I decided against retweeting the image of Muhammed. Luke 6:31 came to mind: "And as you wish that others would do to you, do so to them." As a Christian, I'm not so much offended as I am tired and exasperated at the disrespect and contempt for religion Writ Large when the representative iconoclasm of such things as the "Piss Christ" rear their ugly head. I'm not a Mormon, but I don't like seeing Mormonism mocked. Neither am I Catholic, but I don't like anti-Catholic bigotry. I'm not Jewish, but I don't like seeing Jews caricatured. I'm a Christian, but I believe in the valuable contribution that all religions bring to a free civil society. As I would not want Christ mocked, so I decided to not mock Islam's prophet. This is not a moment of Holier-Than-Thou Christian Do-Goodism. It's to suggest that the commodity of all religions is undervalued in Western society; and that refraining from offending religious sects isn't to bow the knee to political correctness or to become Sharia-compliant.
As Christians continue to advocate for a genuine pluralism, one that accepts and respects differences, understanding religion's sacred totems means that we demonstrate a modicum of respect. None of this is to suggest that respect for religion entails the negation of the freedom to offend it. By no means. Offend away. The question is one of prudence; and whether exercising one's freedom is the clearest, quickest route to solving the complex dilemma of getting different people of different cultures to live together with one another—peacefully.
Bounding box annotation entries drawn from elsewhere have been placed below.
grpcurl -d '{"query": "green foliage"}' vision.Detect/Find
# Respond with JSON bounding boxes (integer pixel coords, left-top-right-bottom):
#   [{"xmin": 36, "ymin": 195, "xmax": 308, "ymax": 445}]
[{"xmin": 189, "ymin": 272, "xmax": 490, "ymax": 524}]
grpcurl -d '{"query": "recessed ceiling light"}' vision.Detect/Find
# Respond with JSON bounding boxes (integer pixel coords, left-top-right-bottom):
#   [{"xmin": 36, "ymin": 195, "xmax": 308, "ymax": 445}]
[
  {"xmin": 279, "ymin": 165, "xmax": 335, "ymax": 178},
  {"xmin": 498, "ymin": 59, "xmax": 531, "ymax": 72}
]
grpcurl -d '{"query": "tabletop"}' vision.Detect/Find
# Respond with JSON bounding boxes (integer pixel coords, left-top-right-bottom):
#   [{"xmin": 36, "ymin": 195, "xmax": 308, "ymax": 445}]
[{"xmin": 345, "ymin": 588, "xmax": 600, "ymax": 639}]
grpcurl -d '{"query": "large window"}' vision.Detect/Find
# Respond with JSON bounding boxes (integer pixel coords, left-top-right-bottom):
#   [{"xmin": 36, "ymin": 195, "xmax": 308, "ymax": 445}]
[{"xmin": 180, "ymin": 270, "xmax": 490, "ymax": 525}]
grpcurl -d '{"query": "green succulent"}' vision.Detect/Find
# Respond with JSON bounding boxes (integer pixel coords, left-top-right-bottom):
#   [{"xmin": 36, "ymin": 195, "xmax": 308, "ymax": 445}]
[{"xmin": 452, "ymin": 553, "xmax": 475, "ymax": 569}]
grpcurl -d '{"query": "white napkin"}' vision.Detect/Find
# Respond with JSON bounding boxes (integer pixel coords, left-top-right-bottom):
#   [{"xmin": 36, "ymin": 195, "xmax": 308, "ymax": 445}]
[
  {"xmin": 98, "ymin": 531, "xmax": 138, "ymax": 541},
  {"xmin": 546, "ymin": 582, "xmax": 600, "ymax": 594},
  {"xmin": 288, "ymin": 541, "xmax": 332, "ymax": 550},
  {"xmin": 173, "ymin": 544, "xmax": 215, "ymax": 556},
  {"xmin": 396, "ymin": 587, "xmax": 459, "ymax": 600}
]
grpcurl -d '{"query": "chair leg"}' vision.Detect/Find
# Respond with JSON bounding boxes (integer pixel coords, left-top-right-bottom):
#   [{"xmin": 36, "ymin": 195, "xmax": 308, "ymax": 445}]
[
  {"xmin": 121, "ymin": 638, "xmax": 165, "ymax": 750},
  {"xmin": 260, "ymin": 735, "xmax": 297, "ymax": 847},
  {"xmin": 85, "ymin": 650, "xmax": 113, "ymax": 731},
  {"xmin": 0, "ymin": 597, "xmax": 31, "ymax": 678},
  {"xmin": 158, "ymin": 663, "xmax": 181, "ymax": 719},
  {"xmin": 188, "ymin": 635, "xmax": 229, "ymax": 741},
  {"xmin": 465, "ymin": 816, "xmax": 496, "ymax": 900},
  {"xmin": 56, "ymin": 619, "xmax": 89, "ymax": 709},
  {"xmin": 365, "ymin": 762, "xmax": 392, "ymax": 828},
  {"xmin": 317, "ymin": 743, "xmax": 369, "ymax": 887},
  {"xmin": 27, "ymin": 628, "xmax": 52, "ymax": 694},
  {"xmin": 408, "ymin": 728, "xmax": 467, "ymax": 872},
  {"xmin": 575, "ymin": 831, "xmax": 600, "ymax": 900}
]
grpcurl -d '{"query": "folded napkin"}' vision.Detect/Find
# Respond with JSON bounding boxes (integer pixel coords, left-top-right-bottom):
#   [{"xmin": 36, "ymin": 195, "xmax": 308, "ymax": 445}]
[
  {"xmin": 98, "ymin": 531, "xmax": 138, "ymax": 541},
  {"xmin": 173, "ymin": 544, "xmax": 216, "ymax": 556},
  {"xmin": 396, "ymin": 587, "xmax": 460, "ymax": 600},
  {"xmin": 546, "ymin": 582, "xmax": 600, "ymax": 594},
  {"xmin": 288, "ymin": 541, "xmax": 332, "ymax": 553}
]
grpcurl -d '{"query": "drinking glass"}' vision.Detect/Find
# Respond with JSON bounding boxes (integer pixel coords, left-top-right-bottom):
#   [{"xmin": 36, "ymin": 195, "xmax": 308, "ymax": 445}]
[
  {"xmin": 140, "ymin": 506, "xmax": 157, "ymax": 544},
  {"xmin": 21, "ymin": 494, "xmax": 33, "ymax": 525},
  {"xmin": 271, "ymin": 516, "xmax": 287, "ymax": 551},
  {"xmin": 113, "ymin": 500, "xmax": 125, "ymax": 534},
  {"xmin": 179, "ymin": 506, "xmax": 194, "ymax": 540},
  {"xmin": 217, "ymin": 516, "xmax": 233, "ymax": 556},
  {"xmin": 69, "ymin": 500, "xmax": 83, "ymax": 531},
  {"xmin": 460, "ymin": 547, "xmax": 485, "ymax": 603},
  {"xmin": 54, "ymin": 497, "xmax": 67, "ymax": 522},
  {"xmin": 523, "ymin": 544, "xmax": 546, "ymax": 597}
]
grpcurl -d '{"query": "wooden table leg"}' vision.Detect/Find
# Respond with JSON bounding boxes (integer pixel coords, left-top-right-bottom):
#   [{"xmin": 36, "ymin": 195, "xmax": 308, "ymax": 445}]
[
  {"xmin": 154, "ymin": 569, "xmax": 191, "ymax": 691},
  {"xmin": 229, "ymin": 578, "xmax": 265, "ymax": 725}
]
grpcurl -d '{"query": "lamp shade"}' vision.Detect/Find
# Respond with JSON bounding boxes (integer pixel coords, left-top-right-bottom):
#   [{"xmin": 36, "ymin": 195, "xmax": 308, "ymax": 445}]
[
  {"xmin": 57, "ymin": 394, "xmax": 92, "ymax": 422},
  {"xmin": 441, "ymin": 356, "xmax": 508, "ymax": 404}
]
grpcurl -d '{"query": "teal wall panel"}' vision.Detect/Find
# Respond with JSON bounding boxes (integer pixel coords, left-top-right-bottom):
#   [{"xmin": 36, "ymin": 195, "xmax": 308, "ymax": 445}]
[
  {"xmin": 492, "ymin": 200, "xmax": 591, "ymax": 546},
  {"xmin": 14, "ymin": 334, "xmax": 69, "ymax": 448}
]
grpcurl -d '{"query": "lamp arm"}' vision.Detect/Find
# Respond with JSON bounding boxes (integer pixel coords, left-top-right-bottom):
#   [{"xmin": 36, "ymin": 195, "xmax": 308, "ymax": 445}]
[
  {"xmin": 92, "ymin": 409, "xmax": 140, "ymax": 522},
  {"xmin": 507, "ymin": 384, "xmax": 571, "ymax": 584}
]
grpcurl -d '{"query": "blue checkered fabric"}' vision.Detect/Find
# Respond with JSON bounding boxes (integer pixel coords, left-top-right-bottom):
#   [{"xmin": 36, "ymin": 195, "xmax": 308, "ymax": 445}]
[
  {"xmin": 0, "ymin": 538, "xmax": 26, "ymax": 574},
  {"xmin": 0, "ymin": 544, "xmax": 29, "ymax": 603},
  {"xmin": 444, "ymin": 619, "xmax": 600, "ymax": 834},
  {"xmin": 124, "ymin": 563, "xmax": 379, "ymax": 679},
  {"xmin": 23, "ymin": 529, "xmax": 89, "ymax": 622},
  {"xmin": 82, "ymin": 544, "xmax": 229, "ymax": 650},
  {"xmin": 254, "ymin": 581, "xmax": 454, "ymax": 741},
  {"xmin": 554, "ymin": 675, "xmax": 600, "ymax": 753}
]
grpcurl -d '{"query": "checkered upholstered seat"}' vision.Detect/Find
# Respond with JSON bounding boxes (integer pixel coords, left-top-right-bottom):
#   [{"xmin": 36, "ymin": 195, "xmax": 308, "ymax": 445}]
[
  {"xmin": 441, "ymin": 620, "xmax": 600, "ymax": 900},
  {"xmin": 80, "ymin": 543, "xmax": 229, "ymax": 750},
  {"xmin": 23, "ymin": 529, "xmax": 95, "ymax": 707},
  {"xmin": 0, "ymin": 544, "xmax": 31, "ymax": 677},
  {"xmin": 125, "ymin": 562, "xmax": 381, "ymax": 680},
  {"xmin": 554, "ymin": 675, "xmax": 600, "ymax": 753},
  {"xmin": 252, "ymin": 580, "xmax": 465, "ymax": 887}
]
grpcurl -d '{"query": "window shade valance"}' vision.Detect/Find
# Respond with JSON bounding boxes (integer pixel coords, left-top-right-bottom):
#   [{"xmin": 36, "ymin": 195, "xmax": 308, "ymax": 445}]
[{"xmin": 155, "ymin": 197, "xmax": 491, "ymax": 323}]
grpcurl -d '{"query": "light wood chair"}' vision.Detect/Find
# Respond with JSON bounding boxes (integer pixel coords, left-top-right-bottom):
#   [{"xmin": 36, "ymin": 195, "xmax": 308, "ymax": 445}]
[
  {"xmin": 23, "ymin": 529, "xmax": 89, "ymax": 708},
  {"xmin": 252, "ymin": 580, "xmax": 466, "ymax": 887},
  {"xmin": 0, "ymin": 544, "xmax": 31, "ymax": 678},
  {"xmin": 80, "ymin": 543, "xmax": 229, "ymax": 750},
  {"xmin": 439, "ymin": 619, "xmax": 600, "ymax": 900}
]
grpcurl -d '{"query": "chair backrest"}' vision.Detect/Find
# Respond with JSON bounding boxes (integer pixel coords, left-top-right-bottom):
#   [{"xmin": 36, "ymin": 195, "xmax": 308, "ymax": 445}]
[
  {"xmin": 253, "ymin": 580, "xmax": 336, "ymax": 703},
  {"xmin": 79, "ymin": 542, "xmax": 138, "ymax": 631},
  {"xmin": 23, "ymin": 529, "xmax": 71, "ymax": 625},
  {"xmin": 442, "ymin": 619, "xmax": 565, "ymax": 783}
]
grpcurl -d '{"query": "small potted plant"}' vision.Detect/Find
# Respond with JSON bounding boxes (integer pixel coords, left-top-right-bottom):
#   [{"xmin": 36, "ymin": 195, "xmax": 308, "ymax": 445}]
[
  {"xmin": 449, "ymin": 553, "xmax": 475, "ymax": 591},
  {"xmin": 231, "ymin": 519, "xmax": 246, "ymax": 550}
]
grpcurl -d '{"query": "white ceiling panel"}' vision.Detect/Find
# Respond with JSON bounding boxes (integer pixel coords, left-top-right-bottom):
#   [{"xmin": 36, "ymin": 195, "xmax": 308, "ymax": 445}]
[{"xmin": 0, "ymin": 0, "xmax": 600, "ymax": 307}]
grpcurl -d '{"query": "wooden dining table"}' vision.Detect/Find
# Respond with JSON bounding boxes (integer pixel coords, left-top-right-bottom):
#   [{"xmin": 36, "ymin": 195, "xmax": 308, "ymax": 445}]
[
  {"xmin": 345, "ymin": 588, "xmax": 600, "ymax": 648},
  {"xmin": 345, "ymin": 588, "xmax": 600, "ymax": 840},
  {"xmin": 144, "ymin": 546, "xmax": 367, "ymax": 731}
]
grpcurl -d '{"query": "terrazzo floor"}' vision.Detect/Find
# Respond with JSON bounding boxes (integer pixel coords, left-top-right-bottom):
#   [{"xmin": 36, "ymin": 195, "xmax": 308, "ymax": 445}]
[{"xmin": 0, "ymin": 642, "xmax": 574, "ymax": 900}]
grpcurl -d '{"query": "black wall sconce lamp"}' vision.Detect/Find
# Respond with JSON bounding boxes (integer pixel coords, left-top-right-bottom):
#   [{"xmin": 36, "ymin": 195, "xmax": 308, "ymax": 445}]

Christian decency is the option before us. Yes, we should defend the right of free speech as a necessary condition for religious liberty. Let me be very clear: Charlie Hebdo has every right to reprint an image of Muhammed. Democracy, self-rule, and liberty come loaded with risk. And Westerners and Christians should defend that right and embrace such risk. But the liberty to do so doesn't speak to the wisdom of doing so.
So, defend Charlie Hebdo. Defend free speech. Condemn the murderous idiocy of those whose illiberalism can't stand ridicule. But maybe encourage those given to sacrilege to consider the wisdom of their actions?